For the treatment of Gaucher disease physicians were faced with the difficulty of treating patients before enzyme replacement therapy became available by ensuring the patients with high quality of life [6]. Splenectomy is a possible measure for correcting thrombocytopenia, but today it is generally deferred as long as possible because of the suspicion that it accelerates the deposition of glycolipid at other sites, but the evidence is anecdotal, and also because the response to therapy in this sense is good and splenectomy is carried out much less frequently, but if thrombocytopenia does not respond quickly to enzyme replacement therapy, splenectomy may be in order.

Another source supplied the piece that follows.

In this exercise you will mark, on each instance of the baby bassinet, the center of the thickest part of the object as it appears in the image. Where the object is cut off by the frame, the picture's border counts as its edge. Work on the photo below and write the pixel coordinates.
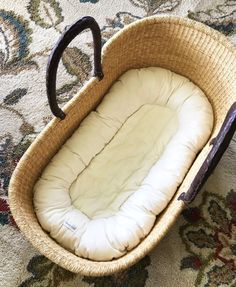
(183, 46)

Recently the history of enzyme replacement therapy has been reviewed and there is no question that the therapy is effective, although it is extremely costly and the issue of dosage is often controversial. Other studies, especially with chemical inhibitors of glucosylceramide synthase, are still in progress.

Conclusions

Although Gaucher disease is a rare disorder, today many specialists, especially pediatricians [4], identify and will continue to identify patients with this pathology in their practice, so it is very important to classify or characterize these patients in a precise manner, make a complete diagnosis with the help of the many diagnostic resources now at our disposal, especially with genetics, radiology and new techniques of advanced microscopy, also because Gaucher disease requires a long and complex management from early life to adulthood.